The answer: you would reach the moon. Thought experiments like this are interesting, but there’s one nonlinearity that beats all others: the Pareto principle, also known as the 80/20 rule. I first learned about it while studying economics at university. I ended up working for a CRM consultancy, which then led to analysing and segmenting the customer bases of more than ten industrial companies. The result was always the same – customer revenue obeys the 80/20 rule.
Generally speaking, sales managers have understood this nonlinearity for a long time. Most companies use customer classification models where key accounts make up roughly that 20%. These accounts have dedicated sales teams, while the smallest customers are typically left for telesales or occasional sales visits. Sales processes are defined according to account types, with gates, qualification criteria and dedicated sales roles.
In marketing, however, everything is upside-down. Marketing organisation and activities are usually based on products and channels, not on accounts and their potential. Marketers have to come up with fancy plans to push new products to the market. At best, they can show the added value they create through incremental increases in brand awareness and site visits. Even worse, the marketing budget is spread over different channels and activities, which still means a heavy focus on trade fairs and printed brochures.
Can marketers do any of this differently?
First, marketers should understand the nonlinear nature of the customer (and prospect) base. This alone helps to align sales and marketing objectives. Account planning should be an integral part of planning marketing activities.
Second, marketers need to understand the possibilities modern technology allows.

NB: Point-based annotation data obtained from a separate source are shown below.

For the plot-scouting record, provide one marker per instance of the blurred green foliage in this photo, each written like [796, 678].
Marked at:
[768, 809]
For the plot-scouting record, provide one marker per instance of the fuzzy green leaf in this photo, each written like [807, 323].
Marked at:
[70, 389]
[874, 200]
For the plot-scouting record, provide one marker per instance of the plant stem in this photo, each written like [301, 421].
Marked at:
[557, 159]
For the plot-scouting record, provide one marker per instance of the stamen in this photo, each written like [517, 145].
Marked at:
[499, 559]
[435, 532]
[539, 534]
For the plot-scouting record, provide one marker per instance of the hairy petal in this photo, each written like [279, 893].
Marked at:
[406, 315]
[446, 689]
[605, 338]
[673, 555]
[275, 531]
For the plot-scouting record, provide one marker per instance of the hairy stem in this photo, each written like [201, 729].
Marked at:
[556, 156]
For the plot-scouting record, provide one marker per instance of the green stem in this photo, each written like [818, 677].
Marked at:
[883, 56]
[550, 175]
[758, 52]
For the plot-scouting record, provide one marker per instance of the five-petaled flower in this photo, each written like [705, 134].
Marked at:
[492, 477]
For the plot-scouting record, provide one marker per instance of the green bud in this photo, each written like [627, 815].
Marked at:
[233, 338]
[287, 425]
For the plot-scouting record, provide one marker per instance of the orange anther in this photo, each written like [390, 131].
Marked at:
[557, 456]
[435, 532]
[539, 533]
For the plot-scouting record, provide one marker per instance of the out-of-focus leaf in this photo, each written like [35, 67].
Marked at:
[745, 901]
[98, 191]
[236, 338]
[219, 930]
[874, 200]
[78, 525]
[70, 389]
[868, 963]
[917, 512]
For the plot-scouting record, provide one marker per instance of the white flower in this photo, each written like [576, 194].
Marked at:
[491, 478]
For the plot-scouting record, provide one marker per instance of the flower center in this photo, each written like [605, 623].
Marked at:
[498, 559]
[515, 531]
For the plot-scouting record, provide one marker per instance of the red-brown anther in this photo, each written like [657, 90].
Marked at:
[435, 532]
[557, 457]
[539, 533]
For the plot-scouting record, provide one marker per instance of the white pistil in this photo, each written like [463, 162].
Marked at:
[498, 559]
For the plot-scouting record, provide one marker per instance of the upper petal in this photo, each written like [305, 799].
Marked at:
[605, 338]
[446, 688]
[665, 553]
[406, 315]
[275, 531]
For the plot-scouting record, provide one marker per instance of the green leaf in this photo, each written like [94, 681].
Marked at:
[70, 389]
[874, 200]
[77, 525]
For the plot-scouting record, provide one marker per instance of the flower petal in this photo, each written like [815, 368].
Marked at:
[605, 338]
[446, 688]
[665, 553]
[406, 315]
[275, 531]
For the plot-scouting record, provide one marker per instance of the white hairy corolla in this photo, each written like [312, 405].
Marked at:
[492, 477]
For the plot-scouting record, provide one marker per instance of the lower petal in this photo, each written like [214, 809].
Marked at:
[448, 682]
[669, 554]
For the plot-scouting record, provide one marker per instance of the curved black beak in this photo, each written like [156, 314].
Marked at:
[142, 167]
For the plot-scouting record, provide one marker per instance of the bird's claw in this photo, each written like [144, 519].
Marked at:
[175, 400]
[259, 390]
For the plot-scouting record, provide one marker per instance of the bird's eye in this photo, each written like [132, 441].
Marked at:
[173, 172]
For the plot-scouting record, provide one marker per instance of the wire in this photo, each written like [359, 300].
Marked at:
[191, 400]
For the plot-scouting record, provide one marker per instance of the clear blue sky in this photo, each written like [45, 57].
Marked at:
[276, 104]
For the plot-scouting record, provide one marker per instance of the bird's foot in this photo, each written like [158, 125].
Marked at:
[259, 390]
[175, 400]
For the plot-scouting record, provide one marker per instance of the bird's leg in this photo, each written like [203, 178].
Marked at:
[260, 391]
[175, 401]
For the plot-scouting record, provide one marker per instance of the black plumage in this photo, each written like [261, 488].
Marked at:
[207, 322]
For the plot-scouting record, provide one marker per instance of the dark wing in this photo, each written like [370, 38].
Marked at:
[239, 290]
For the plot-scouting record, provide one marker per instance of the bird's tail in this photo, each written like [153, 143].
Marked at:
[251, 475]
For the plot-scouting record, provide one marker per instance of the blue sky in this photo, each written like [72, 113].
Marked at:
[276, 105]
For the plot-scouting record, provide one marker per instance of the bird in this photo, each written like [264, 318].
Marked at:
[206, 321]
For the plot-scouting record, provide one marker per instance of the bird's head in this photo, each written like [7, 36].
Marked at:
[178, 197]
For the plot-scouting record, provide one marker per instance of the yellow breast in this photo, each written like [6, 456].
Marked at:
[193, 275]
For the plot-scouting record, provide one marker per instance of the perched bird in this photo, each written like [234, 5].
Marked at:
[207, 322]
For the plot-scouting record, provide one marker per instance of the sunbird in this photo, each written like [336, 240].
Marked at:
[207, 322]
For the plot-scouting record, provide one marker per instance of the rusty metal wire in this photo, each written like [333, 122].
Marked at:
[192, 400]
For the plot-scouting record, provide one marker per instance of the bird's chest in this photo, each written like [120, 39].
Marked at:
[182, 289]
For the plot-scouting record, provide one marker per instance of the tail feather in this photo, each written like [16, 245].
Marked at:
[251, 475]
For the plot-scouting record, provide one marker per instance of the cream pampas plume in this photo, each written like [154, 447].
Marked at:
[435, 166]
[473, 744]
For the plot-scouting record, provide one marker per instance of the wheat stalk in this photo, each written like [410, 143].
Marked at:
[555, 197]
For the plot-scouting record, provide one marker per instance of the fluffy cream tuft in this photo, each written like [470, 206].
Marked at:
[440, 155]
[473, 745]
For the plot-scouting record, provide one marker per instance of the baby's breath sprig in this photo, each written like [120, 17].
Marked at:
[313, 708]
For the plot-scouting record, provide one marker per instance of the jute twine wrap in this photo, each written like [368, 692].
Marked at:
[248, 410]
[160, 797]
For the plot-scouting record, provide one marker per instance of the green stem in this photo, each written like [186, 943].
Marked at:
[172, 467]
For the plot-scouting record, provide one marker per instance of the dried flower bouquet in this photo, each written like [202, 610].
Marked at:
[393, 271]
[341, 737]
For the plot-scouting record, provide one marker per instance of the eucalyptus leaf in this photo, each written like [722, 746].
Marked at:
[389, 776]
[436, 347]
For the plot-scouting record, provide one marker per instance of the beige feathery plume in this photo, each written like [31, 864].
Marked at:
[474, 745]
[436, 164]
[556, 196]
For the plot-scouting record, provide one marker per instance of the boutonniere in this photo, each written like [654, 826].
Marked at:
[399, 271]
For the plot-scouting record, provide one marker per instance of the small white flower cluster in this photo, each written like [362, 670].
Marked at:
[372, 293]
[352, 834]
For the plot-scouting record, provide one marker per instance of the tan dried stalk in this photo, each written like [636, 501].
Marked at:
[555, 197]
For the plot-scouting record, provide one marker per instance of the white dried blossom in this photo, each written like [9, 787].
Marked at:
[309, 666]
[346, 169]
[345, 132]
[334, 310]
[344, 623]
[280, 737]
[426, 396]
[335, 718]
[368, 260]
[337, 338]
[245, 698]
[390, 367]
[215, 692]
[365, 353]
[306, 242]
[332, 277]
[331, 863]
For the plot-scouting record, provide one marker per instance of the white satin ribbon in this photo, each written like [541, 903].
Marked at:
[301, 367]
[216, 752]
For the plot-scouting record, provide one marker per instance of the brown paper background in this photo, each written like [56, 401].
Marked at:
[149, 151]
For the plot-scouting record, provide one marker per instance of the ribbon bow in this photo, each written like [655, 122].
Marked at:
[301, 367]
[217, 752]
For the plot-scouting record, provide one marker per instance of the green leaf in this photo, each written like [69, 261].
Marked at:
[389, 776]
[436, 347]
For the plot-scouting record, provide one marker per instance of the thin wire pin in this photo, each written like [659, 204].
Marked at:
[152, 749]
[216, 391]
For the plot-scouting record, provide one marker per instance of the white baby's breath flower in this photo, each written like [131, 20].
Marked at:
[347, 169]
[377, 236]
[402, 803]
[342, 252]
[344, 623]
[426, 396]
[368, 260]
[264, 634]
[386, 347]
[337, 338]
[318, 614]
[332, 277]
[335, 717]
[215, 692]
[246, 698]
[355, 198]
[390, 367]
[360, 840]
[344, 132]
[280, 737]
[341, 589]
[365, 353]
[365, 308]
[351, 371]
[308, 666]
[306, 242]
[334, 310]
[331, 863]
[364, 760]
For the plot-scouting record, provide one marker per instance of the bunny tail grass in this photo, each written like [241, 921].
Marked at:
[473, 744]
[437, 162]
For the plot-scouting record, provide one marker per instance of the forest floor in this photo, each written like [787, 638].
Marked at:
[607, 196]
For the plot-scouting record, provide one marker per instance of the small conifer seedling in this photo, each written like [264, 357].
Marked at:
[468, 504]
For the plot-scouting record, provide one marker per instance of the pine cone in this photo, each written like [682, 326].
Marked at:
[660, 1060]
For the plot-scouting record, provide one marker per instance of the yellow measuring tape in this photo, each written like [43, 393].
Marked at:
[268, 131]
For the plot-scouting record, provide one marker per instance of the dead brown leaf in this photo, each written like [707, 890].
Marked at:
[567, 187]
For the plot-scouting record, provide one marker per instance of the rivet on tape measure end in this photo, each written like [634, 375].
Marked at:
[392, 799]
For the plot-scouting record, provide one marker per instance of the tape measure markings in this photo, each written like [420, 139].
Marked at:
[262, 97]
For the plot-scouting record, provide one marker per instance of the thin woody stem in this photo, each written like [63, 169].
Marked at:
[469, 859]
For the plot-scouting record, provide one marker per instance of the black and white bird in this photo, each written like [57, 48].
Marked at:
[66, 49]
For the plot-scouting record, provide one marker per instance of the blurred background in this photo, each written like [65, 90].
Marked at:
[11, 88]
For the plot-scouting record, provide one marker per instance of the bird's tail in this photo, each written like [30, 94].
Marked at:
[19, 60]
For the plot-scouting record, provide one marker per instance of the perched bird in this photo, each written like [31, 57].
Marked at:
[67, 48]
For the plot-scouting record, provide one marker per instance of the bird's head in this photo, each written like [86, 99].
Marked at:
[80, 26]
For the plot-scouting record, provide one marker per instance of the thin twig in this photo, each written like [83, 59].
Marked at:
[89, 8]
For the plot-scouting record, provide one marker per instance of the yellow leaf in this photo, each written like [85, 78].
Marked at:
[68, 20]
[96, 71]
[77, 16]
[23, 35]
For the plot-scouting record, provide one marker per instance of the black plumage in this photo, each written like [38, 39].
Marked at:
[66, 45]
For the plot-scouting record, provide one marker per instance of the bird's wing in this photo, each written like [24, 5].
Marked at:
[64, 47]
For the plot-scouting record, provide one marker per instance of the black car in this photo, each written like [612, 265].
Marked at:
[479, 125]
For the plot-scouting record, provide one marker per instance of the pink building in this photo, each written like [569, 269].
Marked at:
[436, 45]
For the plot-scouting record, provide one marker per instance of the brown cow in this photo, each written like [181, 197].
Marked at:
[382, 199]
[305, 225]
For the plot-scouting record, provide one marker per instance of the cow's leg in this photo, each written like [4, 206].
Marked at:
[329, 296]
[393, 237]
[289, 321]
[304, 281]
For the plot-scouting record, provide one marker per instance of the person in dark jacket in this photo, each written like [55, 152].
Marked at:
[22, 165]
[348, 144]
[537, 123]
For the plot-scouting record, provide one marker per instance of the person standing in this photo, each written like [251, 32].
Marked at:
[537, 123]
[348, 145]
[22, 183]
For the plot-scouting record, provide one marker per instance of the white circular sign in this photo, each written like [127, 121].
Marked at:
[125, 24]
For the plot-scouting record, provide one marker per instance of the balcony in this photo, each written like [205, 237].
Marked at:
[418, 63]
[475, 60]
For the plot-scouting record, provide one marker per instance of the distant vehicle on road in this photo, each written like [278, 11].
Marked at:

For the first time in history, marketers have the tools to identify target audiences in detail, tailor the message for each stakeholder, and engage with them via the right channel, at the right time.
Third, the marketing strategy should be based on this nonlinearity and enabled by technology. There are two main approaches that arise from these considerations: account-based marketing (ABM) for large accounts and digital relationship management (DRM) for smaller ones.
The goal of account-based marketing is to influence stakeholders, including a wide variety of key stakeholders that are outside the reach of sales. Account-based marketing should be about delivering the right message to each stakeholder via the right channel. Technology allows marketers to simultaneously gain valuable stakeholder insight at different touch points. In turn, this insight will be critical for sales – reps will be better informed about interesting topics for their target accounts, and they will have better visibility in the customer decision-making process. To see a practical example of ABM, download our Wärtsilä case study here.
Digital relationship management is about improving the customer experience. It is much more than inbound marketing – it’s about automating customer processes and digitising touch points across the customer lifecycle. Of course, lead generation will be a big part of it, but marketers should be looking at on-boarding programs, up-selling opportunities and predictive churn prevention. By doing this at scale, the sales team can focus on the accounts with the greatest potential. To see examples of DRM, download our B2B engagement tactics gallery here.
Understanding the difference between ABM and DRM is the key to success in digitised B2B marketing. It also means a much more customer-focused marketing organisation – we may soon even see the rise of key account marketers!